My second favorite was a project I was hired on to assist another consulting company as the “replication expert” and was then told not to discuss options about replication with the customer because they had already decided they were not going to do the replication project the customer wanted. I spent two weeks filling out reports and attending meetings where the other company and the client argued over whether the replication project they wanted was feasible or not. Then the project was canceled.
HAHAHA, wow.
Worst one I ever missed (it was a 6 month contract to upgrade a piece of software from one language to another):
Developer will organize and perform upgrade ideas we have collected.
Turns out it was a folder a couple inches thick, with among other things, ideas written on bar napkins.
Of course this guy also expected me to ask permission to go to the bathroom and flew off the handle when I talked to another contractor for ~20 minutes. “Do you know how much money that conversation cost us!!”
Seen some silly non competes, but the open ended ones in the post about new lines of business gave me a good chuckle.
One of the greatest lessons learned since going independent – everything is negotiable, not just rates!
Clearly followed by: connect with a good contract lawyer who is willing to taking the time to understand the type of services you perform and clearly explain where you’re exposed and to what extent.
My wife recently hired on with a company that wanted her to sign a lengthy and intricate contract. My wife is pretty sharp so spent the money to have a business lawyer look it over — and it’s a good thing he did, because he said that “as written, you’d never be able to work anywhere else again.” So he struck out about three-fifths of the text, and wonder of wonders, the employer agreed to it! The kicker? A month later my wife left that job and went to another company that does exactly the same thing. The first employer started giving her some flak about how this “violates the non-compete clause in your contract,” whereupon dear wife fired back, “If you look at MY contract, you’ll find that we took that part out.” She was right, they shut up, she’s now working the other job with equivalent money and MUCH BETTER benefits. So, folks, I heartily recommend having a lawyer look over your contract, not being shy about having stuff taken out that you don’t want, and REMEMBERING what you took out, if and when “push comes to shove.”
(Oh, and at an earlier job, when she left they made her sign a contract that contained a non-compete clause, but right where it was supposed to say “… must not work for …,” the word “not” was omitted! So, technically she’s been in violation of THAT agreement for several years, by NOT fulfilling the contract’s as-written REQUIREMENT that she compete with them…)
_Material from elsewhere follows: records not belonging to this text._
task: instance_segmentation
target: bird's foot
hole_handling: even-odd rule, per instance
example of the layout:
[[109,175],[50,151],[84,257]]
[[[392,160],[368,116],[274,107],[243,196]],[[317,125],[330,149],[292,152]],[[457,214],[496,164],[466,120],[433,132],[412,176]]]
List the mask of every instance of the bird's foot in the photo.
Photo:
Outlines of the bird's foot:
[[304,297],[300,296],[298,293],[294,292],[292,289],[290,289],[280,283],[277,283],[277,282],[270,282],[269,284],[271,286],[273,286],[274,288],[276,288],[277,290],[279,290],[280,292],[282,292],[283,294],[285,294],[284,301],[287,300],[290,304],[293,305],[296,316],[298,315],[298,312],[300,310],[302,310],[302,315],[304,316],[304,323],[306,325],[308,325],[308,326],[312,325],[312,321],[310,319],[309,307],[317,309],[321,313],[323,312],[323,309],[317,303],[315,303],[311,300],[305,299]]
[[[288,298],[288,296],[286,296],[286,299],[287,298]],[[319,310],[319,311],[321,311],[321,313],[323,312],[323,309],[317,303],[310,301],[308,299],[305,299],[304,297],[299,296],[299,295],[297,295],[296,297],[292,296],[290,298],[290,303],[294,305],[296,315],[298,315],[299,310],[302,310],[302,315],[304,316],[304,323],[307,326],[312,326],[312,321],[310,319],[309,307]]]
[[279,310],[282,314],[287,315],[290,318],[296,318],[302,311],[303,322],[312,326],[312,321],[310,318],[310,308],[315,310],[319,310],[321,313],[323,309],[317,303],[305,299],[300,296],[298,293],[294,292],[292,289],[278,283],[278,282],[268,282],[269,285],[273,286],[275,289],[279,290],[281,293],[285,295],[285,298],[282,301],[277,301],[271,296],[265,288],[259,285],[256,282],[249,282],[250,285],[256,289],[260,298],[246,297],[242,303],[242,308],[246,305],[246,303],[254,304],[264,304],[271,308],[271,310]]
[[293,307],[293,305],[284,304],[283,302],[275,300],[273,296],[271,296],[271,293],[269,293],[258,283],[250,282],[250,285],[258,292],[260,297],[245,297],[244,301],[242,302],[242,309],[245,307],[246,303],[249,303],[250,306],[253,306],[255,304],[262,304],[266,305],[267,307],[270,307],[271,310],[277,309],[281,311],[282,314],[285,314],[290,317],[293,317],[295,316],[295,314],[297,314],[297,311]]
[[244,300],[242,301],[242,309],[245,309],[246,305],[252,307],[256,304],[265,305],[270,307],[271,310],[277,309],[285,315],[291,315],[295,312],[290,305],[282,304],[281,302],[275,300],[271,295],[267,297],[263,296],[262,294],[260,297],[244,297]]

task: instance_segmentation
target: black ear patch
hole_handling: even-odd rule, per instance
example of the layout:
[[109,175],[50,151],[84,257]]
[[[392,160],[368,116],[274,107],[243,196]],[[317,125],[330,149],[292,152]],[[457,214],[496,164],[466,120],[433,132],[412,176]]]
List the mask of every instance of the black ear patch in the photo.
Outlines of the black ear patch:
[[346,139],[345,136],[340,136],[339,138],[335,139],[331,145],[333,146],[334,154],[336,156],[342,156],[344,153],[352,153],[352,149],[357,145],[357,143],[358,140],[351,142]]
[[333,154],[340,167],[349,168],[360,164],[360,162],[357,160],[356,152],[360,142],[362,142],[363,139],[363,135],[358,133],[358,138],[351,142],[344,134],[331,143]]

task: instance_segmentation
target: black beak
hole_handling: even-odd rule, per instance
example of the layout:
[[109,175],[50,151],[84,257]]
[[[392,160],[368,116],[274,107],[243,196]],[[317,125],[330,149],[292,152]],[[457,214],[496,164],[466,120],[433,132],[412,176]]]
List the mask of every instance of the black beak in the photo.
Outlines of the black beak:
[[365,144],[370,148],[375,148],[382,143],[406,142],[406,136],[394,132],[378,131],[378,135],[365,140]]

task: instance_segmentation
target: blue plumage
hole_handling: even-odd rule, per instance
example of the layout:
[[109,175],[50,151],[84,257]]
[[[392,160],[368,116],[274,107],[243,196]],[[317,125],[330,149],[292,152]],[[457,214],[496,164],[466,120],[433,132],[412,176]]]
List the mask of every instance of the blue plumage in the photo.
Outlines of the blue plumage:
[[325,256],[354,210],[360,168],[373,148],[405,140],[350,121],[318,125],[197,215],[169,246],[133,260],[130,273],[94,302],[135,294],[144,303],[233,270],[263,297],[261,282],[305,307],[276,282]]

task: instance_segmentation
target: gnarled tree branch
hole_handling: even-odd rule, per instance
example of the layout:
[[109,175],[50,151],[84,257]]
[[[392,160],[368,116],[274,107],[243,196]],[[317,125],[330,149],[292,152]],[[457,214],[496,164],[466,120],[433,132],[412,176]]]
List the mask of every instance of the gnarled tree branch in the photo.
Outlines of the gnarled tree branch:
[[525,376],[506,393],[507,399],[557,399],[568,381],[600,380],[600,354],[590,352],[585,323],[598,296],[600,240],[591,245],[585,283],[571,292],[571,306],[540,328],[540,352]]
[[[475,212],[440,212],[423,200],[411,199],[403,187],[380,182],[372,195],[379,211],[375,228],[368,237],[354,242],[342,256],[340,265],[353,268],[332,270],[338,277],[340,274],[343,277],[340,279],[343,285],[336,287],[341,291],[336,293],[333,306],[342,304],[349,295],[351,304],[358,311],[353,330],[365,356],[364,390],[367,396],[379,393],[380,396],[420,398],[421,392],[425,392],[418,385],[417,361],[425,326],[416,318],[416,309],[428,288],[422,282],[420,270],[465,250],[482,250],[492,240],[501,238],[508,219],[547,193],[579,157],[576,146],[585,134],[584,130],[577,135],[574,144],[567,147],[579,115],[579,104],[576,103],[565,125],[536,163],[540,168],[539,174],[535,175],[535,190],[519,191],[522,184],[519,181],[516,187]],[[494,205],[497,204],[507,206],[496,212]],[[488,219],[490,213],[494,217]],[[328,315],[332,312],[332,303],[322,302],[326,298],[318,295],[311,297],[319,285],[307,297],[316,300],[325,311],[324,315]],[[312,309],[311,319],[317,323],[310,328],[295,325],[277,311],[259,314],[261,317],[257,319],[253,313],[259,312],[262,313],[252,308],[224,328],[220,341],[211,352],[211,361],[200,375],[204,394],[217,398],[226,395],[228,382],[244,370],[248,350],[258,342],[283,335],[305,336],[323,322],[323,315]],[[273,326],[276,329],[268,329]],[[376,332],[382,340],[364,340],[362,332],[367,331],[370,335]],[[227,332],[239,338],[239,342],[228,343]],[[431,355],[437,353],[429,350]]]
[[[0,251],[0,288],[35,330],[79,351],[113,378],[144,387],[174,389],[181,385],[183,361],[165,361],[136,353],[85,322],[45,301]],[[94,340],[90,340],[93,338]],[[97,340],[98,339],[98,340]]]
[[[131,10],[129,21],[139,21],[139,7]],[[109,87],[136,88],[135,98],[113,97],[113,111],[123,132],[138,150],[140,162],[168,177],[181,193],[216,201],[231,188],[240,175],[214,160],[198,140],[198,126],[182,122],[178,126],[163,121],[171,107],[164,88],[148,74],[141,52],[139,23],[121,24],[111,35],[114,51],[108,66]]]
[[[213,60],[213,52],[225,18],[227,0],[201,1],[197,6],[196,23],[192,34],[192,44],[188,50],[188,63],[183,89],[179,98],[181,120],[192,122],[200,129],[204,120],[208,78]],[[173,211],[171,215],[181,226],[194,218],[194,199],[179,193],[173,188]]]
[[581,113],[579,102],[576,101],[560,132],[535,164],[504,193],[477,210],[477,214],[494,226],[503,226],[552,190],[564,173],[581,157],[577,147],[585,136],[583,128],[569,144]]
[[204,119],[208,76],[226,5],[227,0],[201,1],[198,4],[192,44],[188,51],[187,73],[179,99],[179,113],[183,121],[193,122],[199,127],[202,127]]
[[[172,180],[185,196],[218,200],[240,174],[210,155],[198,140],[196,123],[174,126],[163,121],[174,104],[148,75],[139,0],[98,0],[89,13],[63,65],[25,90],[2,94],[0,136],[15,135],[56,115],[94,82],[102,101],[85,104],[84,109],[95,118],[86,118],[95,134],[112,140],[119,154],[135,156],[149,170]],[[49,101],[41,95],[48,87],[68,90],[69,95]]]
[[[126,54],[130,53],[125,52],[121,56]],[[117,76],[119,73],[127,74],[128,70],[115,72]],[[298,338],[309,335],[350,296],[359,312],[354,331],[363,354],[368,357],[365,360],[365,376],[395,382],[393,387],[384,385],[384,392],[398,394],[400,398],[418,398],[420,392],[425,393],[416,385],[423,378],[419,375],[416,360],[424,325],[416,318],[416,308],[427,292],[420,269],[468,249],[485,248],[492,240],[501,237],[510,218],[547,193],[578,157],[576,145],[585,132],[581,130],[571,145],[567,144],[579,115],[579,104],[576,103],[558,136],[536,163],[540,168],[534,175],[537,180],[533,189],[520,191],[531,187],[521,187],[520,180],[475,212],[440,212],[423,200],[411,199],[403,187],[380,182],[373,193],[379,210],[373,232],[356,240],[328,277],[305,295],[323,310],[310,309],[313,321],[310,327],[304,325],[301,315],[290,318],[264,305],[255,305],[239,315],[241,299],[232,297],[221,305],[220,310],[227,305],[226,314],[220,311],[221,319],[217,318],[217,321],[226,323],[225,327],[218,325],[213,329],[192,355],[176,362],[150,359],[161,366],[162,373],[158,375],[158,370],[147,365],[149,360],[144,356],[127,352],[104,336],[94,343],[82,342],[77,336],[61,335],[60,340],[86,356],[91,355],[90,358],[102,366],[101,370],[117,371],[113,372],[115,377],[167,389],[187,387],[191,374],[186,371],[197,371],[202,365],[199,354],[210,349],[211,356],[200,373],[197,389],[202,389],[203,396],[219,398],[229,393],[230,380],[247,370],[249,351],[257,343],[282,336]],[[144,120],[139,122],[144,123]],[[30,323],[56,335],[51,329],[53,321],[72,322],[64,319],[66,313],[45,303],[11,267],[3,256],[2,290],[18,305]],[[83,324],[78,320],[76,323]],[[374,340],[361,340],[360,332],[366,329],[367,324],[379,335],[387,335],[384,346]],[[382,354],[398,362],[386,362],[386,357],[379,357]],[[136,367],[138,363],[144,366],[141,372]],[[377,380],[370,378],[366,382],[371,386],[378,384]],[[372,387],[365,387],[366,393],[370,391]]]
Wow! I almost can’t believe several of those contingencies, but it’s like you said anything is negotiable. About 15 years ago I received an attractive offer from a consulting firm located in a capitol city. Nearly 100% of the firm’s business was with state government agencies. The non-compete clause stated that upon separation I could not work for any of their clients or their client’s clients. I had a personal friend who is an attorney offer to review the contract and he advised me to question the severely restrictive nature of the non-compete clause. I questioned it very diplomatically and politely and the company officer never flinched and amended it to read that I could not work for any of their clients that I had not directly served.
On another note, sometimes the consultant ends up getting even with the client. I once worked with a consultant that had a client invite him to lunch. The client paid for the meal and the consultant turned around and billed the client for the time spent at the restaurant. The client griped about it but paid the bill. I still laugh about this one every time it crosses me mind.
The first one that comes to mind for me was, “We can cancel the contract at any time. If we are unhappy with the progress of the project and cancel the project you will have to reimburse us for all money paid to you thus far, and the funds to fix the project.”